Executives may need personal coverage

David Marchione
Some years ago, while working for the Workplace Safety and Insurance Board in Ontario, I adjudicated a claim where the owner of a small construction company sustained a broken leg when he fell off a block wall to the ground. I had the unpleasant task of advising him that, as the owner and unlike his employees, he did not automatically have workers’ compensation coverage and that I could not authorize any health care or wage loss benefits for him, as he had not purchased any optional coverage for himself through the compensation board. Understandably, he was not pleased.

Companies often assume once they register for coverage with their respective provincial compensation board, all employees are entitled to the same coverage and benefits in case of a workplace injury or illness. Company owners, directors and executive officers often assume if they are providing labour, or working as part of the day-to-day business activities, they are entitled to compensation benefits in the event of a workplace accident. That is not always the case, as these individuals are generally not considered to be “workers” as defined by their respective compensation board.

While some jurisdictions, such as New Brunswick, Newfoundland and Labrador, Saskatchewan and the Yukon include directors and executive officers in the definition of “worker” if they are maintained on the company’s payroll, other jurisdictions, including British Columbia, Alberta, Ontario, Nova Scotia and the Northwest Territories and Nunavut exclude business owners, directors, executive officers and partners in a partnership from automatic coverage.

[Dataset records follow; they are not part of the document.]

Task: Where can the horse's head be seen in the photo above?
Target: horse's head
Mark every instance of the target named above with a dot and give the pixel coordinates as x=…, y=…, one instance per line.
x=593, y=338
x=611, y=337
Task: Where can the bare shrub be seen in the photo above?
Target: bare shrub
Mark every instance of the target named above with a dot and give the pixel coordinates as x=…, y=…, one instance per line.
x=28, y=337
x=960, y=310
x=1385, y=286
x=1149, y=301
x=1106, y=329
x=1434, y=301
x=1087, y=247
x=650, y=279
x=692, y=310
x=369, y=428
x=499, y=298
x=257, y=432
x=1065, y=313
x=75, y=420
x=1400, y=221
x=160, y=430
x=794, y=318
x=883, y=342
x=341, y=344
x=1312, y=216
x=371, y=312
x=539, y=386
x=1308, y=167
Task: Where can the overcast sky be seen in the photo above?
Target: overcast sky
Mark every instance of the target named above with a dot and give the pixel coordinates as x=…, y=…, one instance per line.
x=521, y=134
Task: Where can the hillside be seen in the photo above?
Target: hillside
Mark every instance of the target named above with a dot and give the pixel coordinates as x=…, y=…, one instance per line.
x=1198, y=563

It is important each company confirm who is covered within its organization and who is exempt in order to ensure proper coverage for all who require it. This becomes especially important if the owners, directors or executive officers are “working” executives and providing labour services for the organization, as an injury may leave them without a source of income if they do not have other insurance coverage.

In those jurisdictions where certain individuals are excluded from automatic coverage, including owners, executive officers and directors, those individuals can opt in to the compensation scheme by purchasing individual coverage. Such coverage goes by different names, including personal optional protection (British Columbia), personal coverage (Alberta) or optional insurance (Ontario). Generally, this type of insurance can be purchased at the employer’s premium rate, and is based on the purchaser’s level of income up to the maximum insurable earnings in that province.

When a director or executive has purchased individual coverage through the compensation board, he is then considered to be a “worker” in the same manner as those who are automatically covered by the compensation scheme. In the case of a workplace injury, he may be entitled to health care and other benefits, and would be precluded from being able to bring an action against the employer and others.

It is important for organizations to confirm whether or not their executives are covered by their respective compensation boards for two reasons. First, if directors and executive officers are automatically covered, the organization must ensure their payroll is being reported to the compensation board accurately. This can help prevent a retroactive adjustment for unpaid premiums in the event of an audit by the compensation board or, in a worst-case scenario, potential charges under the applicable workers’ compensation legislation. Second, if directors and executive officers are not automatically covered, companies should ensure their earnings are not being included with payroll information to the compensation board. This will help avoid unnecessary overpayment of premiums.

David Marchione is an occupational health and safety consultant and paralegal at Fasken Martineau DuMoulin in Toronto.